Вестники весны. Мифы двенадцати миров.
Шрифт:
«Ох уж эти вещие. – Дэйкири с трудом разбирала мимику чужеродного лица. – Слишком светлые и неправильные глаза. Непонятно, правду говорит или дурит».
Глядя на Алекса, она недоумевала, как эта раса вообще выжила. Такой хлипкий и бледный настолько, что умудрился обгореть под скудными лучами весенней Аннушки.
– Лилёк останется здесь. Нам нужна жертва. – Дэйкири развернулась так, что косички обвились вокруг шеи, и вышла прочь из норы.
Ей дела не было ни до Лилёк, ни до мальчишки. По хрустящему снегу она лёгкой лисичкой скакала прочь из деревни.
После
Приближаясь к барсучьим норам, Дэйкири замедлила ход и крадучись пошла с подветренной стороны холма. Но, к огорчению девочки, ловушки остались пусты: одна, другая, третья. Либо барсуки ещё не проснулись, либо талая вода размыла маскировку петель, и осторожные зверьки учуяли опасность.
Запах боли и стрёкот сообщили Дэйкири о том, что в последнюю ловушку всё же кто-то попался. Он был ещё жив и чуял её приближение.
«Благослови Эра эту охоту!» – мысленно взмолилась девочка.

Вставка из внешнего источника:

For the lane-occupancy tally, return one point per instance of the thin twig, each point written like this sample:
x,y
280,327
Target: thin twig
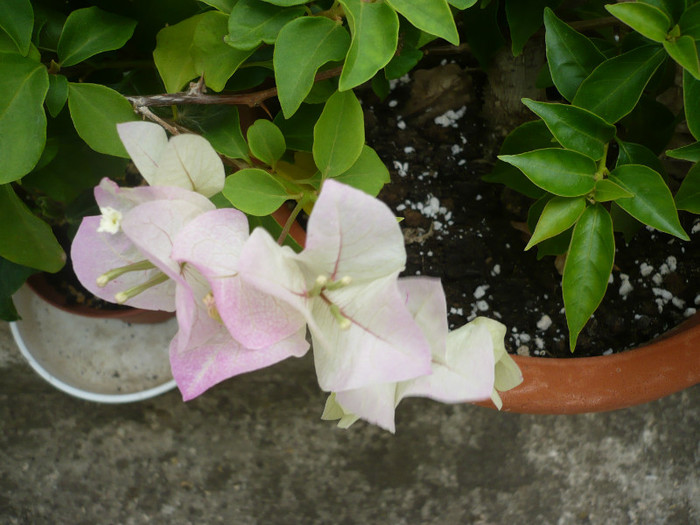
x,y
249,99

Ноздри Дэйкири раздулись, втягивая запах добычи, она ссутулилась и, довольно оскалившись, заглянула в барсучью нору. Чёрный лисёнок дёргался, застряв задней ногой в петле капкана.
– Вот дура, – обругала девочка пушистую глупышку. – Зачем ты только туда полезла, сестрица?
Дэйкири дёрнула за петлю, освобождая лису. Та выскочила, отбежала и, обернувшись, замерла у кустов. Дэйкири, разочарованная неудачей, плюхнулась в сугроб так, что ноги подлетели к небу.
– Ну что за невезенье? – досадливо спросила она у лисы.
Та не ответила и скрылась за деревьями.
Дэйкири откинулась в снег, маясь тяжёлыми думами: «Чтобы изменить свою судьбу, я должна доказать Эре, что достойна. Для этого придётся совершить великий подвиг, принести особую жертву. Тогда божественный брат благословит меня стать охотником. Только какой из меня охотник? Барсуки – и те разбегаются!»
– Может, так ты хочешь сказать, что моя доля – на кухне? – спросила она у невидимого божества. – Или это испытание, где я должна проявить терпение и упорство? Подай знак, прошу! Как мне понять, верный ли путь избираю?
Дэйкири таращилась в сияющие чистотой небо так, словно на нём кто-то нарисовал ответы на все её вопросы. Но знака не было.
Тогда она решила обратиться к другому божественному брату, столь же близкому ей по духу:
– Эй, Ясень-Гай, давай, если на меня упадёт шишка – уйду из дома, а если нет, то… нет? – предложила она лесному божеству.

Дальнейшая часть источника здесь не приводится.